Local OSP patrols are spread thin

Oregon State Police has shifted four troopers from Jackson County's field office to provide more protection in Josephine County after the Sheriff's Office there drastically scaled back its patrols following deep budget cuts.

OSP Lt. Kelly Collins, a 27-year veteran with the force, said he temporarily assigned the four troopers to Josephine County for safety reasons.

"They are answering only life-threatening calls for service that the Sheriff's Department can't respond to, so we always make sure more than one trooper responds to those calls," Collins said.

The Grants Pass office has eight troopers permanently assigned to it, which means troopers from Central Point often must respond there for back-up purposes, Collins said.

"We were heading there regularly to provide backup, so I thought it would be best if we just assigned four troopers there," Collins said.

The Central Point headquarters has seen lean manpower in recent years. The office is allotted 24 troopers, but has not had that many stationed there for years.

The office has 16 troopers on duty, including the four in Josephine County, with two more on the way from the police academy and one transferring in from another district.

With the reassigned troopers in Josephine County, the Central Point office will be down to 15 troopers in Jackson County.

Collins said the call load in Josephine County is not overwhelming, but the types of calls the troopers encounter there are of the more dangerous variety.

"They are troopers so they can handle anything, but the types of calls are ones that involve fights and weapons," Collins said. "You always want more than one trooper to respond in those situations."

The Josephine County Sheriff's Department made headlines last year when it cut its patrols and jail staffing to the bone following the defeat of a public safety levy. The department no longer patrols the roads day and night, and the jail has been drastically reduced to 60 beds, half of which are reserved for federal prisoners.
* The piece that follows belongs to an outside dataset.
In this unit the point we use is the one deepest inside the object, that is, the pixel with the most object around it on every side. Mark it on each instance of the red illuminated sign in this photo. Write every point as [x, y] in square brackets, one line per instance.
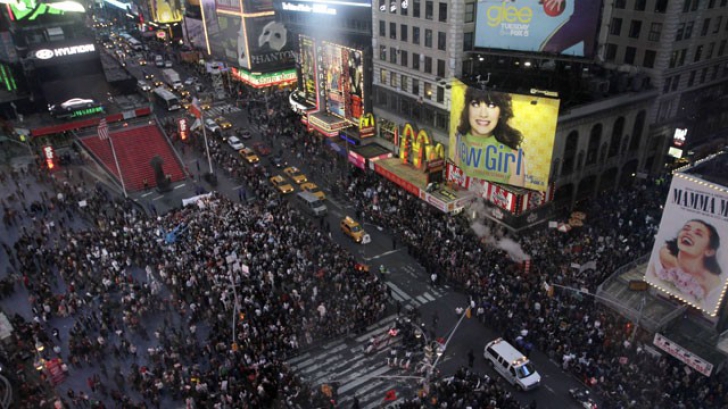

Josephine County commissioners have authorized a vote on a three-year property tax with a rate of $1.48 per $1,000 of assessed property value to fund the criminal justice system. The proposal is expected to appear on the May 21 ballot. (Tax rate information corrected from earlier version.)

Rep. Wally Hicks, R-Grants Pass, hopes Josephine County can figure out a way to fund the Sheriff's Department.

"I am highly concerned about the situation as a whole," Hicks said.

Hicks doesn't want OSP to shift its resources from one place to another, already stretching a department with low staffing levels to the breaking point.

"When you redirect those patrols from Central Point, you leave a whole swath of Interstate 5 near the border without 24-hour patrols," Hicks said.

Jackson County Commissioner Don Skundrick said it would better serve all of Southern Oregon if Josephine County could resolve its budget mess.

"OSP are good team players, but when you take a trooper out of Jackson County, it's one less law enforcement officer we have," Skundrick said.

Medford police Chief Tim George echoed Skundrick's sentiments, saying that OSP is stretched to the limit, and has been for many years.

"This state needs to figure out a way to get dedicated funding for OSP," George said. "In cases like Josephine County, they are the safety valve. But they can only stretch so far."

Collins said the troopers are putting in a lot of overtime working the Josephine County calls.

"I intend this to be a temporary assignment," Collins said. "As soon as the Sheriff's Department can take over again, I'm going to bring the troopers back to Jackson County."